This repository contains course materials, code examples and experiments for the Big Data Analysis Technology course (English). The course follows Bloom's taxonomy to build a competency hierarchy: remembering, understanding, applying, analyzing, evaluating and creating. It combines theoretical explanations with engineering practice so learners gain both conceptual knowledge and hands-on skills.
This README provides a course overview (English and Chinese), the theory roadmap, a detailed list of experiments and practical topics, and a table of hands-on topics beginning from crawler and cleaner. Use the per-folder make_report.py scripts to generate DOCX reports summarizing experiments (requires python-docx).
The course is organized around a three-layer architecture:
- Data storing system
- Data processing system
- Data application system
Each layer is described below together with the subcomponents and typical technologies.
- 1.1 Data collection and modeling
- 1.2 Distributed file system
- 1.3 Distributed database and data warehouse
- 1.4 Unified data access interface
- 2.1 Data analysis algorithms
- 2.2 Computing models
- 2.3 Computing engines and platforms (Spark, Hadoop, Dask, Ray)
- 3.1 Big data visualization
- 3.2 Big data products and services
- 3.3 Big data applications (recommendation systems, social network analysis, etc.)
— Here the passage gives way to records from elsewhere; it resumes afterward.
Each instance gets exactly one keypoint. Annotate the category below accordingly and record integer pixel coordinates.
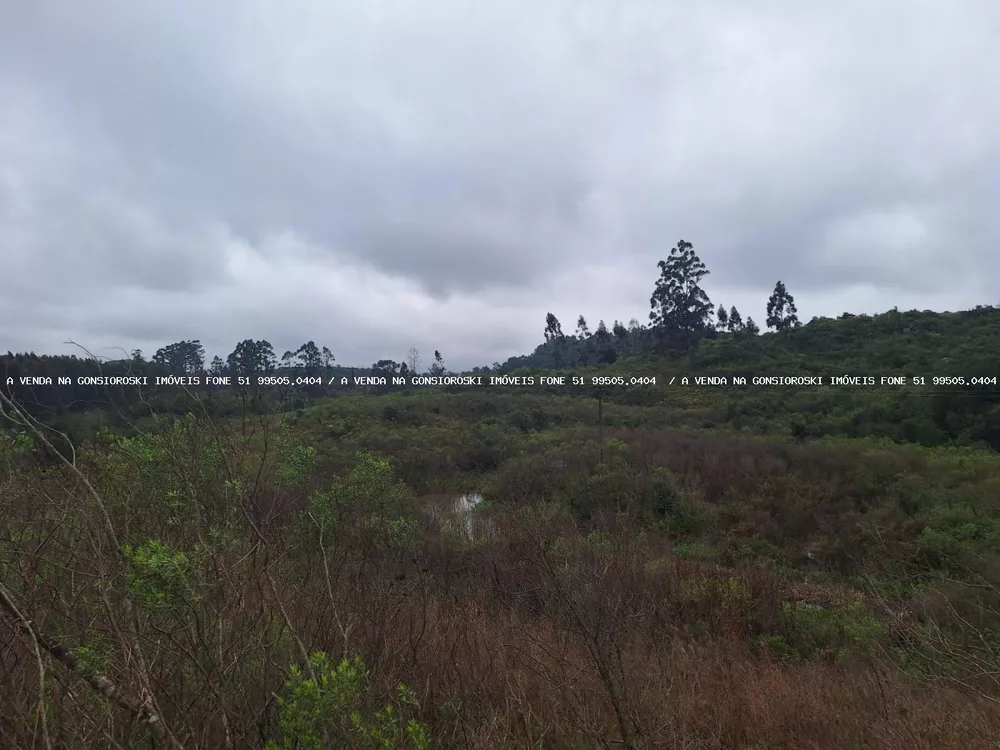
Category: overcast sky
(372, 175)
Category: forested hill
(907, 343)
(961, 345)
(913, 344)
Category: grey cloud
(463, 154)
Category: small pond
(458, 509)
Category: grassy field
(698, 569)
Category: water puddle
(458, 512)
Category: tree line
(681, 315)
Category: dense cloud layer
(443, 173)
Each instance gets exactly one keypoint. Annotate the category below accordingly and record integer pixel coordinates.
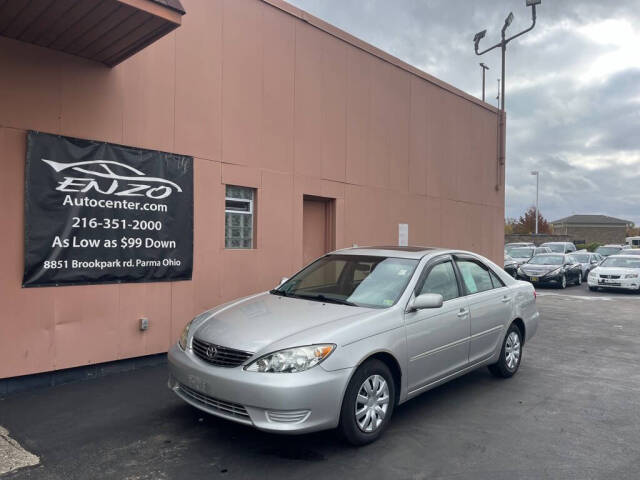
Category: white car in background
(616, 271)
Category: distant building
(592, 228)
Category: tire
(510, 358)
(563, 282)
(366, 380)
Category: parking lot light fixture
(484, 70)
(503, 46)
(537, 174)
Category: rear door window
(441, 279)
(476, 278)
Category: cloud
(573, 87)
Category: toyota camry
(350, 337)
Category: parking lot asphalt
(571, 412)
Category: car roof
(390, 251)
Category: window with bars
(238, 212)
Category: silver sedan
(350, 337)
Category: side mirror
(426, 300)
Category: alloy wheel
(512, 350)
(372, 403)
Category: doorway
(318, 227)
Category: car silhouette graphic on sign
(109, 177)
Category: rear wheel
(510, 355)
(368, 403)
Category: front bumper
(618, 283)
(277, 402)
(543, 280)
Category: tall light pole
(484, 69)
(503, 46)
(537, 174)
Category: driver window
(441, 279)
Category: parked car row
(610, 266)
(617, 271)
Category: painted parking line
(12, 455)
(585, 297)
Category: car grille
(288, 416)
(228, 408)
(218, 355)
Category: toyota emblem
(211, 351)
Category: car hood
(538, 269)
(253, 323)
(615, 270)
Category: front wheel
(510, 355)
(563, 281)
(368, 403)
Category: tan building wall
(261, 99)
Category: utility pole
(484, 69)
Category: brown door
(317, 227)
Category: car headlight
(291, 360)
(183, 336)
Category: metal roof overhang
(106, 31)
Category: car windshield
(547, 260)
(555, 247)
(608, 250)
(582, 257)
(522, 252)
(364, 281)
(621, 262)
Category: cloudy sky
(573, 87)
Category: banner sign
(97, 212)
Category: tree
(508, 225)
(527, 223)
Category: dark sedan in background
(510, 266)
(588, 261)
(551, 269)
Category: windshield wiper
(322, 298)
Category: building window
(239, 219)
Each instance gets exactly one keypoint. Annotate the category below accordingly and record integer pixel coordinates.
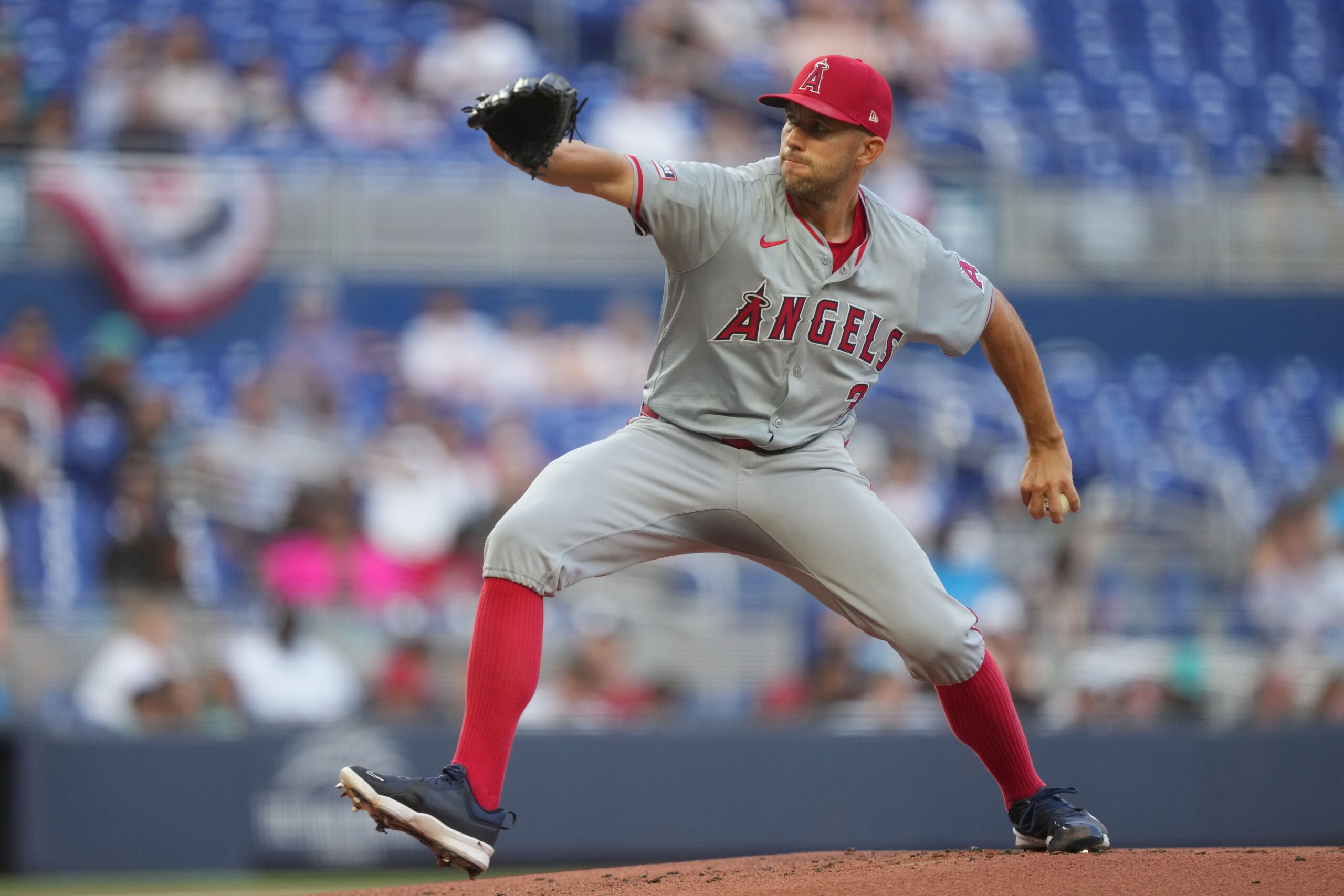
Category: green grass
(288, 883)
The theoretical part of the course explains the principles and algorithms used in these layers. For complex topics we selected high-quality explanatory videos and visual materials to help learners understand the underlying ideas intuitively.
Five major experimental modules are designed to develop practical engineering skills:
- Dynamic web crawler
- Spark MLlib learning and application
- TensorFlow learning and application
- Recommendation system understanding and construction
- Social network analysis and visualization
For each module we provide a set of experiments that go from simple to advanced. Every experiment includes:
- Experimental design and objectives
- Step-by-step manual
- Source code and sample data (where appropriate)
- Expected outputs and suggestions for evaluation
The experiments train students to apply theoretical knowledge to realistic problems and to build reproducible pipelines.
学习本课程后,学生应能够理解大数据分析的基本概念、理论与平台,并能在实验手册与代码示例的帮助下完成工程化的大数据应用开发。
Below is a concise course outline translated to English plus Chinese key points for each lesson block.
Objective: Let students know what big data is and why it matters.
Contents:
- 1.1 Basic concept
- 1.2 Structured vs Unstructured data
- 1.3 The Fourth Paradigm
- 1.4 Big data characteristics
- 1.5 Big data lifecycle
- 1.6 Processing flow
- 1.7 Architecture
Objective: Understand data sources and acquisition methods, including deep web and dynamic crawling.
Contents:
- 2.1 Data resources
- 2.2 Internal data acquisition
- 2.3 External data acquisition
- 2.4 Deep web and dynamic crawler
Objective: Learn cleaning, normalization, feature extraction, tokenization and data shaping for ML pipelines.
Contents include standard preprocessing workflows and hands-on exercises using Python tools.
- Dynamic web crawler: building robust crawlers (selenium/requests/beautifulsoup), politeness, rate limiting, parsing JavaScript-driven sites, storing raw HTML / PDF / media.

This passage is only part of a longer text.